This is the 1.0 distribution of the Stanford Natural Language Inferece (SNLI) Corpus.

If you use this corpus, please cite this paper: 

	http://nlp.stanford.edu/pubs/snli_paper.pdf

	Samuel R. Bowman, Gabor Angeli, Christopher Potts, and Christopher D. Manning. 2015.
	A large annotated corpus for learning natural language inference. 
	Proceedings of the 2015 Conference on Empirical Methods in Natural Language Processing (EMNLP).

	@inproceedings{snli:emnlp2015,
		Author = {Bowman, Samuel R. and Angeli, Gabor and Potts, Christopher, and Manning, Christopher D.},
		Booktitle = {Proceedings of the 2015 Conference on Empirical Methods in Natural Language Processing (EMNLP)},
		Publisher = {Association for Computational Linguistics},
		Title = {A large annotated corpus for learning natural language inference},
		Year = {2015}}

Contact: sbowman@stanford.edu

Project page: http://nlp.stanford.edu/projects/snli/


== Fields ==

sentence1: The premise caption that was supplied to the author of the pair.

sentence2: The hypothesis caption that was written by the author of the pair.

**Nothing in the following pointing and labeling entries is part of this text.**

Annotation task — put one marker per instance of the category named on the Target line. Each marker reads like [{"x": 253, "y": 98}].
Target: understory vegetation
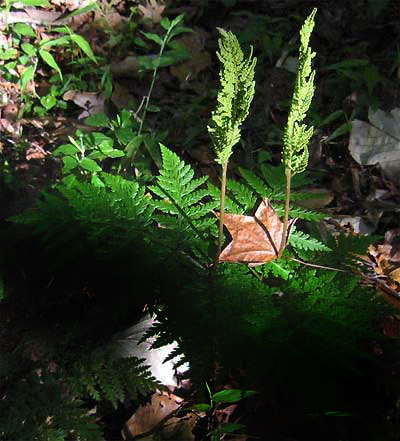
[{"x": 231, "y": 239}]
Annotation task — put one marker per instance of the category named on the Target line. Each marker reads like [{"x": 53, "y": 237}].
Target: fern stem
[
  {"x": 286, "y": 216},
  {"x": 221, "y": 212},
  {"x": 184, "y": 215}
]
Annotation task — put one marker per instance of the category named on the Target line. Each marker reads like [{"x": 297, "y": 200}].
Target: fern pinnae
[{"x": 176, "y": 184}]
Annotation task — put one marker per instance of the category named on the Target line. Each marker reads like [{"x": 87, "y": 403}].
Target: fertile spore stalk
[
  {"x": 296, "y": 135},
  {"x": 234, "y": 98}
]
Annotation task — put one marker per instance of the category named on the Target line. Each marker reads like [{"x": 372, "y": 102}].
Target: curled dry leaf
[
  {"x": 255, "y": 239},
  {"x": 148, "y": 417}
]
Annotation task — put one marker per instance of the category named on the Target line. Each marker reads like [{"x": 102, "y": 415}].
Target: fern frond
[
  {"x": 183, "y": 206},
  {"x": 102, "y": 376}
]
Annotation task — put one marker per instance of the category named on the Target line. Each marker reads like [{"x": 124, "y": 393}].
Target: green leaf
[
  {"x": 98, "y": 120},
  {"x": 89, "y": 165},
  {"x": 24, "y": 29},
  {"x": 49, "y": 59},
  {"x": 165, "y": 23},
  {"x": 48, "y": 101},
  {"x": 97, "y": 182},
  {"x": 69, "y": 164},
  {"x": 177, "y": 20},
  {"x": 115, "y": 153},
  {"x": 153, "y": 37},
  {"x": 61, "y": 41},
  {"x": 27, "y": 76},
  {"x": 84, "y": 46},
  {"x": 8, "y": 54},
  {"x": 66, "y": 149},
  {"x": 125, "y": 135},
  {"x": 101, "y": 139},
  {"x": 29, "y": 49},
  {"x": 231, "y": 395}
]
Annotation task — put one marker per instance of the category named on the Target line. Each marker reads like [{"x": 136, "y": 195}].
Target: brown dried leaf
[
  {"x": 255, "y": 239},
  {"x": 148, "y": 417}
]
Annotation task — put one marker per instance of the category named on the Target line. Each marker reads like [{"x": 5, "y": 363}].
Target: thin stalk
[
  {"x": 286, "y": 215},
  {"x": 147, "y": 98},
  {"x": 221, "y": 212}
]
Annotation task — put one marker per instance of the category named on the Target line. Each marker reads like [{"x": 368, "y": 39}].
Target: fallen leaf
[
  {"x": 255, "y": 239},
  {"x": 90, "y": 101},
  {"x": 148, "y": 417}
]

sentence{1,2}_parse: The parse produced by the Stanford Parser (3.5.2, case insensitive PCFG, trained on the standard training set augmented with the parsed Brown Corpus) in Penn Treebank format.

sentence{1,2}_binary_parse: The same parse as in sentence{1,2}_parse, but formatted for use in tree-structured neural networks with no unary nodes and no labels.

annotator_labels (label1-5 in the tab separated file): These are all of the individual labels from annotators in phases 1 and 2. The first label comes from the phase 1 author, and is the only label for examples that did not undergo phase 2 annotation. In a few cases, the one of the phase 2 labels may be blank, indicating that an annotator saw the example but could not annotate it.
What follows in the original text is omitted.